IDEN AND DISTRICT NATURAL HISTORY SOCIETY: There is a lecture on October 27th, entitled ‘Gardening For Wildlife’, by Brian Nobbs, in Iden village hall, at 7.30pm. Visitors pay £3, and all are most welcome for an entertaining evening.
JUMBLE SALE ON 4TH NOVEMBER: There is a jumble sale on 4th November, in Iden village hall, at 10am. If you have any jumble, please ring Carol Bourne [telephone 01797 280464], or Chris Slater [telephone 01797 280467] No electrical goods.
THE SENIOR’S CHRISTMAS MEAL: On Saturday, 2nd December, there will be a Senior’s Christmas meal, in Iden village hall [12.30pm, for 1pm] If you wish to procure tickets, Please ring Teresa Cooper [telephone 280143]
A SERVICE OF HOLY COMMUNION: There is a Service of Holy Communion, this Sunday, at 9.30am, in Iden Parish Church.
ROD STUART’S CHRISTMAS CARDS: Rod Stuart has produced a delightful Christmas card this year depicting Iden Church, ideal to send to friends and family from outside Iden. Rod has come up with a rural view of the church, combined with a bright red envelope. If you wish to buy any, please ring Rod Stuart [telephone 280265].
KNITTER-NATTER: If any of you wish to combine an afternoon of a craft of your choice with a cosy chat, do come along to Iden village hall on Tuesday 31st November from 2pm-4pm.

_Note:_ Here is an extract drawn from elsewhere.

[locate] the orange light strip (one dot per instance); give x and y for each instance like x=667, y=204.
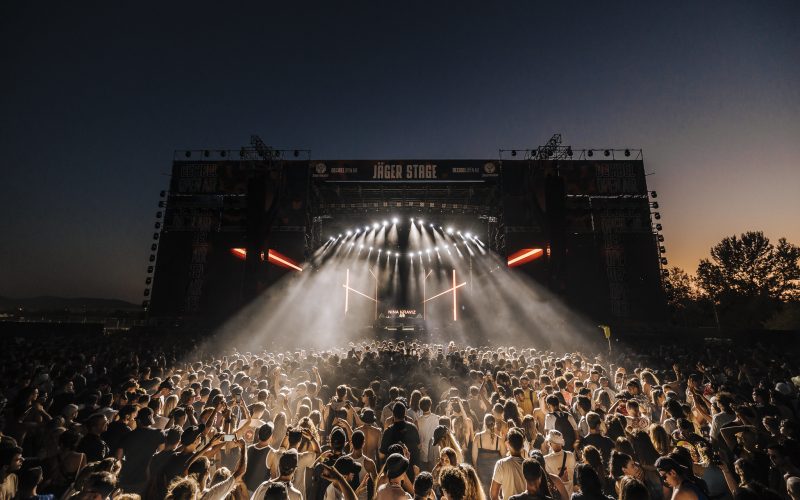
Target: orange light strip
x=524, y=256
x=272, y=257
x=281, y=259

All are welcome.
LIFE IN THE OLD DOG YET: Being retired does not necessarily mean being retiring. It doesn’t mean settling for a quiet calm life. We all of us crave a little excitement. We are still capable of stretching our imaginations, and stepping out of the box now and again. Old age is not defined by cocoa and tight perms. We are all of us able to take a leap of faith don’t you think?. My husband is gathering Brownie points, decorating the bedroom, and I’ve decided to go for something a little wild, something less folksy and gingham, not my usual quilted Anne of Green Gables look, more the Bedouin tent look, gold, bold, and in your face [More zestful than restful]. It’s not easy, there is a tendency to overstep, and become ridiculous, and I’ve spent hours on the internet seeking out a bedspread. It may only be a coverlet, but I’m setting a scene here, and there are some pretty unpredictable bedspreads hidden within the bowels of the computer Before my poor husband, is down off the ladder I’ll march in with my new slightly over the top feminine touches. But that’s the beauty of it. We older folk may walk a little more slowly toward our aspirations, but our heads are still full of surprises. We’re coiled springs, alive with hidden passion, still fiery and mercurial, still chasing our dreams. If you’re thinking of lighting our touch paper, just make sure you stand well back!